There are two copies of this file; one used for a deployment of Grimoires (located at /config/omii-sec/classes/conf ), and the other for a secure version of GShell (located at gshell/config).For the case of a Grimoires deployment, the parameter org.apache.ws.security.crypto.merlin.file points to the keystore in the OMII container that will be used by the server side handlers.

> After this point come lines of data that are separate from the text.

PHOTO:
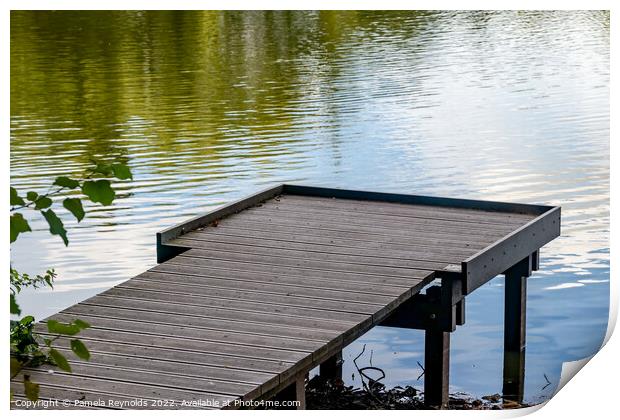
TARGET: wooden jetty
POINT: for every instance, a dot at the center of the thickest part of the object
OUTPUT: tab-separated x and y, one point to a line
246	299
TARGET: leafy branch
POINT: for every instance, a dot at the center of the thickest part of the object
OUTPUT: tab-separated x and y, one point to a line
29	349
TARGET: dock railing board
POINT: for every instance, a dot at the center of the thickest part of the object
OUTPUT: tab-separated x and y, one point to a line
248	298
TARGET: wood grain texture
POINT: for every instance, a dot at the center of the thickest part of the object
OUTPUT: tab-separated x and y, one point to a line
265	290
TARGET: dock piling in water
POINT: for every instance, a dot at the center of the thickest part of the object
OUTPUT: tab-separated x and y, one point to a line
247	299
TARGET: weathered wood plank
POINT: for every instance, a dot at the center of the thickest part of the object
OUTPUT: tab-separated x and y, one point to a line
169	380
164	280
208	303
207	248
102	318
165	342
254	295
298	263
334	221
426	254
442	250
242	369
309	272
207	275
451	240
264	294
147	311
413	210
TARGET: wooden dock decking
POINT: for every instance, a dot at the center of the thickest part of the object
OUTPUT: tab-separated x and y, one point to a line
247	299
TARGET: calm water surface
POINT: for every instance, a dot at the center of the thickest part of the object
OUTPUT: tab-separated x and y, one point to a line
206	107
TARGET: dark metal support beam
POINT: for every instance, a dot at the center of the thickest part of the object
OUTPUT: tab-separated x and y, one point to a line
514	328
436	367
332	367
296	391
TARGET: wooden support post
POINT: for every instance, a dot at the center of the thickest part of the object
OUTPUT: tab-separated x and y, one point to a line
514	329
294	392
332	367
436	367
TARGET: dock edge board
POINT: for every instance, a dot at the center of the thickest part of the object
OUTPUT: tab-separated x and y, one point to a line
476	270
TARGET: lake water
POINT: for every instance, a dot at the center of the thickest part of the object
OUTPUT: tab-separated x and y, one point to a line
206	107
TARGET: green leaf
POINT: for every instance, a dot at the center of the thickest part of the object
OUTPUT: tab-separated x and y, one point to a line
121	171
74	205
99	191
81	324
15	310
31	389
16	200
18	225
60	360
56	327
16	366
80	349
42	203
66	182
56	226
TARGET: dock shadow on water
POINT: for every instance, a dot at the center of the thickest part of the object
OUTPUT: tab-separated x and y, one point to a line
208	106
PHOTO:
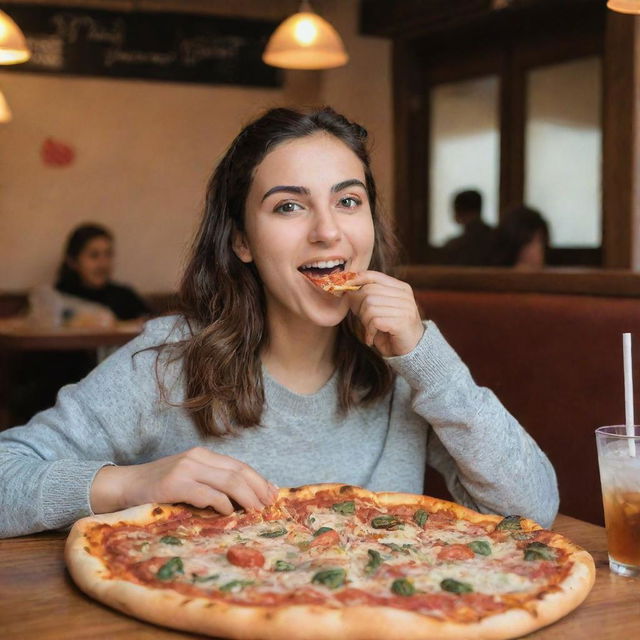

This keystore holds the root certificate CA used to verify incoming signed messages. For the case of a Grimoires client, the parameter points to the keystore in the OMII client that will be used the client side Axis handler. The other parameters are used in the retrieval of specific certificates or keypairs, other than the one that comes with the default installation of the OMII container and client. This will need to be changed if you have installed and intend to use other keypairs/certificates on the client or server end. Refer to the OMII documentation for further details on using alternative key pairs and certificates.